There are some very real security threats and issues in play in the VoIP space, particularly as the cloud is playing a more prominent role in VoIP solutions and services. And yet few businesses are prepared to deal with VoIP vulnerabilities or even to fully understand some of the threats they face.
According to PwC, only half of businesses have a security strategy for cloud computing, even as the number of cyberattacks is on the rise. Understanding threats and vulnerabilities is key to combatting potential threats, and this is particularly true when it comes to the unique circumstances of VoIP systems.
One of the main security mandates organizations need to understand is that records data on customers, employees and sensitive internal information are the top targets of cyberattacks. Being able to detect, analyze and respond to threats before business activities and reputation are impacted is a critical component of any security strategy for the VoIP world.

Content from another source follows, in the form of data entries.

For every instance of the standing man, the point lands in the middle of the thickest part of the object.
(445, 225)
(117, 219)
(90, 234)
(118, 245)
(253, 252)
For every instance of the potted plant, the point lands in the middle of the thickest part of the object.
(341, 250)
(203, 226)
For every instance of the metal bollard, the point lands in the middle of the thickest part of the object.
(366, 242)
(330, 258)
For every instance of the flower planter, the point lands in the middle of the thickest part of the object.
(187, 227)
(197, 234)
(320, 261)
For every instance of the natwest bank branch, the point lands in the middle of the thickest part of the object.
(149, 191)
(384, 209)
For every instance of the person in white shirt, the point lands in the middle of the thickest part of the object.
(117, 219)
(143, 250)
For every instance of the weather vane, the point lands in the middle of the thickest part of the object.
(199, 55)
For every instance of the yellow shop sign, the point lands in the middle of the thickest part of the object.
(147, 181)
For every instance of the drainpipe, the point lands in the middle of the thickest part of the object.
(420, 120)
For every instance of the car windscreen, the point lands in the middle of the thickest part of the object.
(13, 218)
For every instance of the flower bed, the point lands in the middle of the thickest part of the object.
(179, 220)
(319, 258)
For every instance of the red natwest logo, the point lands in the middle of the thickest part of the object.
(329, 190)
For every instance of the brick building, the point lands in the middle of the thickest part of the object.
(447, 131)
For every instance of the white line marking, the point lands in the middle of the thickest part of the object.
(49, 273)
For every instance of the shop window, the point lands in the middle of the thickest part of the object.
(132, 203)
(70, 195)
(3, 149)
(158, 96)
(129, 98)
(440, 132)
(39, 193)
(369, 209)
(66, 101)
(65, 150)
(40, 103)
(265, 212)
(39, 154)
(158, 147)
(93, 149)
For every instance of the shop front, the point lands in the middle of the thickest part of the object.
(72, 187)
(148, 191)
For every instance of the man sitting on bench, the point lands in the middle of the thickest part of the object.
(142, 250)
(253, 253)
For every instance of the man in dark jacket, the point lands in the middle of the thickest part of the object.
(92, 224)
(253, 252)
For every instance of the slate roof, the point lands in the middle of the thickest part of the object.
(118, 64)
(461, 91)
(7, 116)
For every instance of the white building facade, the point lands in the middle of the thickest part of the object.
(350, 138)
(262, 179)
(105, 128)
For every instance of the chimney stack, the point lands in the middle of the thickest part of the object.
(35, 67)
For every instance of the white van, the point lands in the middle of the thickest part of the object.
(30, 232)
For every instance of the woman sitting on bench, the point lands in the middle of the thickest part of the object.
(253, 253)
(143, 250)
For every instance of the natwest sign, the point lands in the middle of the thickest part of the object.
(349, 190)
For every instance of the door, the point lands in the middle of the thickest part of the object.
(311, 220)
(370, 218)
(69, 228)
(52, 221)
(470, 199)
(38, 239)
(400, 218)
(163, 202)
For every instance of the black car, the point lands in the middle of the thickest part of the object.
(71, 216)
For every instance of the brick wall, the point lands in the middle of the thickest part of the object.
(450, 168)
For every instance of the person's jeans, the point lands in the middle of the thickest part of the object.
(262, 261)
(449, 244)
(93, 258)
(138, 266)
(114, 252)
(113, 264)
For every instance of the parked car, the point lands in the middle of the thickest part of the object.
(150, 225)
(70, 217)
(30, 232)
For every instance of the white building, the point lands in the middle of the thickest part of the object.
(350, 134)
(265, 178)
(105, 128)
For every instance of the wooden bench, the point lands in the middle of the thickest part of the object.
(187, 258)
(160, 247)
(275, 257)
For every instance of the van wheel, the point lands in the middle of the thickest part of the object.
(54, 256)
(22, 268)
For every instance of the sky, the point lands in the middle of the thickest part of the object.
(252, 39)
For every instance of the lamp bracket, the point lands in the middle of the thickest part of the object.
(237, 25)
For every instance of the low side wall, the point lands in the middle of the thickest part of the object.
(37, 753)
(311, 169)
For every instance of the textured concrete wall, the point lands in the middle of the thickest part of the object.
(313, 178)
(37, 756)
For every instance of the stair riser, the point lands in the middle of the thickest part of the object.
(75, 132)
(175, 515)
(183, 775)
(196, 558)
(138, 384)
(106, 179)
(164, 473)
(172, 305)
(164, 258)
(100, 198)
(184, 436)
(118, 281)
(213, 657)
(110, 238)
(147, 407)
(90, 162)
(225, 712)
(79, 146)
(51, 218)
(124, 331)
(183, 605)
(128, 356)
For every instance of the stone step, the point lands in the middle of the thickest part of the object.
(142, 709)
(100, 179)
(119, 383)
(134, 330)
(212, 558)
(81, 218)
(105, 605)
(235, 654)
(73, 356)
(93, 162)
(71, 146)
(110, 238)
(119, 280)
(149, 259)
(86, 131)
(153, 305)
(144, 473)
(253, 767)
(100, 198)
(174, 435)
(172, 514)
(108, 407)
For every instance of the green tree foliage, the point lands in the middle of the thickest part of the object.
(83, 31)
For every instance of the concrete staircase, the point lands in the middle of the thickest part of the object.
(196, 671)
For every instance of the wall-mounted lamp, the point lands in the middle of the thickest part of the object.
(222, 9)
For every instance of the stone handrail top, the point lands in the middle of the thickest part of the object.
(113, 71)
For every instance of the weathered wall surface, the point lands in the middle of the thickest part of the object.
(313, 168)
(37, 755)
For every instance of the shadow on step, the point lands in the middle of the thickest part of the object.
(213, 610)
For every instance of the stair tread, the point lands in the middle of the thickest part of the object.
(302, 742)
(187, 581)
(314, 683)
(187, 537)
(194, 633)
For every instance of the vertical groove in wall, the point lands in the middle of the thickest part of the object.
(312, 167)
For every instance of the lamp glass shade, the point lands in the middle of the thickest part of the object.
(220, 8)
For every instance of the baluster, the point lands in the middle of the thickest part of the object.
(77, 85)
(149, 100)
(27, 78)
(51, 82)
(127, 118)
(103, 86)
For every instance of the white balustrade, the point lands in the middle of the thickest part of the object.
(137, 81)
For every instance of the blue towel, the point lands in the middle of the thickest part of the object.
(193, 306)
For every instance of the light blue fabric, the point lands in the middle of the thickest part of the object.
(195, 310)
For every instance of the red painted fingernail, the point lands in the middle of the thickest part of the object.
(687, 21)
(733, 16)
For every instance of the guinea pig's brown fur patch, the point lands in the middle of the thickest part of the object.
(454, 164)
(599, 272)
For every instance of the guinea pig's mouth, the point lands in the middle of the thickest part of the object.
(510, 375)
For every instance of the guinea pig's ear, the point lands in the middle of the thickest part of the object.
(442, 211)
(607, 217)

The key methods of attack in the VoIP space include call fraud, in which attackers take over VoIP lines and use them to make unauthorized calls. Through eavesdropping, hackers can also glean sensitive data like employee names, phone numbers and passwords. Malware and viruses are another means to hijack a VoIP phone system and softphones are particularly vulnerable. Once entry is gained, attackers can use organizations’ computer systems to send spam, gain remote access and destroy or “kidnap” valuable information in exchange for ransom.
Denial of service (DoS) involves flooding a network server and consuming all available bandwidth, thereby preventing all VoIP calls. It also gives attackers a window to steal valuable data, which can be costly and devastating. VoIP tampering and call hijacking are additional types of attacks designed to interrupt and intercept VoIP calls.
One of the best ways organizations can protect their VoIP systems and services is by contracting with a service provider that understands the unique vulnerabilities inherent in digitized voice. A good security strategy will include call encryption and authentication to ensure high levels of privacy and protection. Additional means of prevention include the challenge-handshake authentication protocol (CHAP), which handles access requests and may deny access to prevent fraudulent calling.
Anti-virus software is another way to protect softphones and related VoIP software, while deep packet inspection is useful for flagging potentially nefarious packets for closer scrutiny. Session border controllers (SBCs) are an invaluable tool for any network routing VoIP calls, while authorization policies and restrictions can also be helpful for monitoring and controlling all VoIP activity.
Businesses can no longer afford to be reactive when approaching VoIP vulnerabilities and security. By understanding the unique challenges and issues related to VoIP networks and calling, organizations can be proactive in enforcing a security policy tailored specifically to VoIP.